O período de chuvas intensas em Roraima acende um alerta para a saúde respiratória. Especialistas explicam que a combinação entre aumento da umidade, ambientes mais fechados, proliferação de fungos e maior circulação de vírus pode favorecer crises alérgicas e o agravamento de doenças respiratórias, principalmente em crianças, idosos e pessoas com problemas pulmonares crônicos.
Segundo a American Academy of Allergy, Asthma & Immunology, ambientes úmidos favorecem o crescimento de mofo e ácaros, dois dos principais desencadeadores de rinite alérgica, asma e outras doenças respiratórias.
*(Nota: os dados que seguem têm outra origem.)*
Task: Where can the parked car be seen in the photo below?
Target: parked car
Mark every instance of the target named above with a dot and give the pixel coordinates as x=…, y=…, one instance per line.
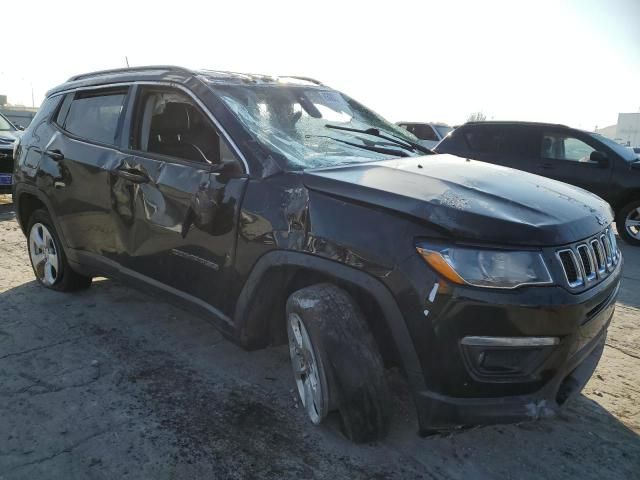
x=429, y=134
x=8, y=135
x=286, y=211
x=585, y=159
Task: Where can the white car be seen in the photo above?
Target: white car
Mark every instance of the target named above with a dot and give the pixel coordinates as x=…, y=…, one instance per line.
x=429, y=134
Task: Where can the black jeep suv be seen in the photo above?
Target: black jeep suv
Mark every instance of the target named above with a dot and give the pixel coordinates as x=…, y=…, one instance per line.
x=285, y=210
x=584, y=159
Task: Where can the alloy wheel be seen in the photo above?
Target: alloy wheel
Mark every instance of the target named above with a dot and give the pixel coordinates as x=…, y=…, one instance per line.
x=43, y=253
x=305, y=370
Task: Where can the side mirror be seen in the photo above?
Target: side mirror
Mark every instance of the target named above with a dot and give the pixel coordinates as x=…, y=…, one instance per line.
x=600, y=158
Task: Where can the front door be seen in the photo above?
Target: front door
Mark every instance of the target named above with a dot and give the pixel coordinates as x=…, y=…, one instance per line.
x=78, y=159
x=181, y=195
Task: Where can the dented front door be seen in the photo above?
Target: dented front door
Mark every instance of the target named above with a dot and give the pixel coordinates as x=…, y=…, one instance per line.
x=182, y=218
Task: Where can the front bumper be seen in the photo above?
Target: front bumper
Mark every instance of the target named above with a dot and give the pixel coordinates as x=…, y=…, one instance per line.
x=458, y=394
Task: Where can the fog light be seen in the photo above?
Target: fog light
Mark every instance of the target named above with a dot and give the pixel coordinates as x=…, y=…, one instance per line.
x=496, y=357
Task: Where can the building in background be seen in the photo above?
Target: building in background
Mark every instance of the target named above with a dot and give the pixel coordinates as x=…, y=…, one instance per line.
x=19, y=115
x=626, y=131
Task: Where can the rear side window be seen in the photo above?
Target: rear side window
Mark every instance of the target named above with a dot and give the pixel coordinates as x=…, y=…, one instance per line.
x=95, y=116
x=425, y=132
x=559, y=146
x=483, y=140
Durante períodos prolongados de chuva, a tendência é que esses agentes se acumulem com mais facilidade dentro de casas pouco ventiladas.
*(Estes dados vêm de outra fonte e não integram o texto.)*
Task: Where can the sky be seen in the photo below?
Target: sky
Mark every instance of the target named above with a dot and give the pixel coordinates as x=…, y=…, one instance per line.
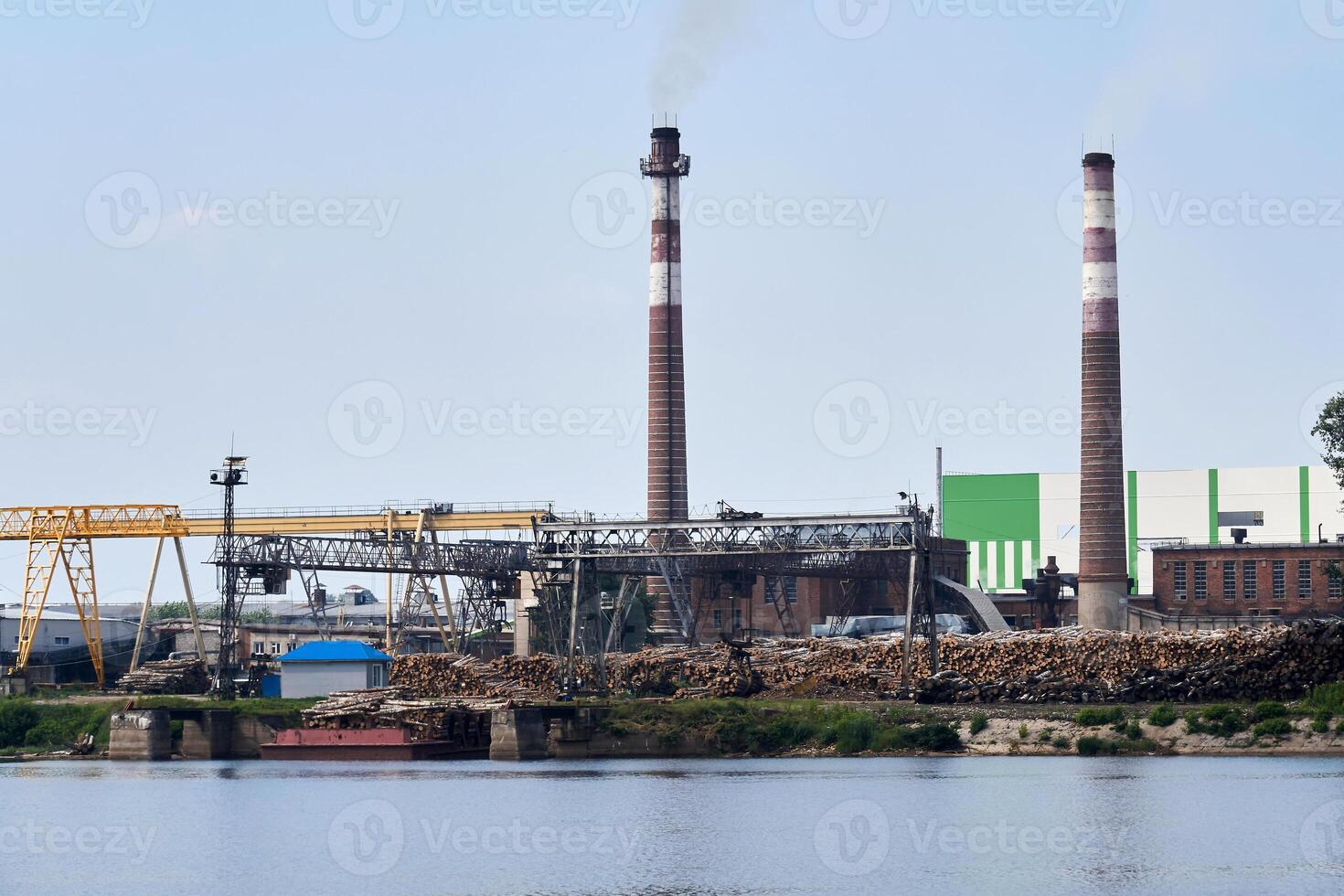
x=398, y=249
Pesquisas e especialistas da área respiratória também apontam que a estação chuvosa costuma aumentar a circulação de infecções virais, já que muitas pessoas permanecem mais tempo em ambientes fechados e com menor ventilação. Esse cenário favorece a transmissão de gripes, resfriados e outras infecções respiratórias.
Além das infecções, quem já possui doenças respiratórias pode sentir uma piora dos sintomas. Tosse, chiado no peito, falta de ar, congestão nasal e crises alérgicas tendem a se tornar mais frequentes quando há excesso de umidade e exposição constante a fungos e ácaros. No Amazonas e em outras regiões de clima úmido, estudos já relacionaram os períodos de chuva intensa ao aumento de casos de asma, bronquite e pneumonia.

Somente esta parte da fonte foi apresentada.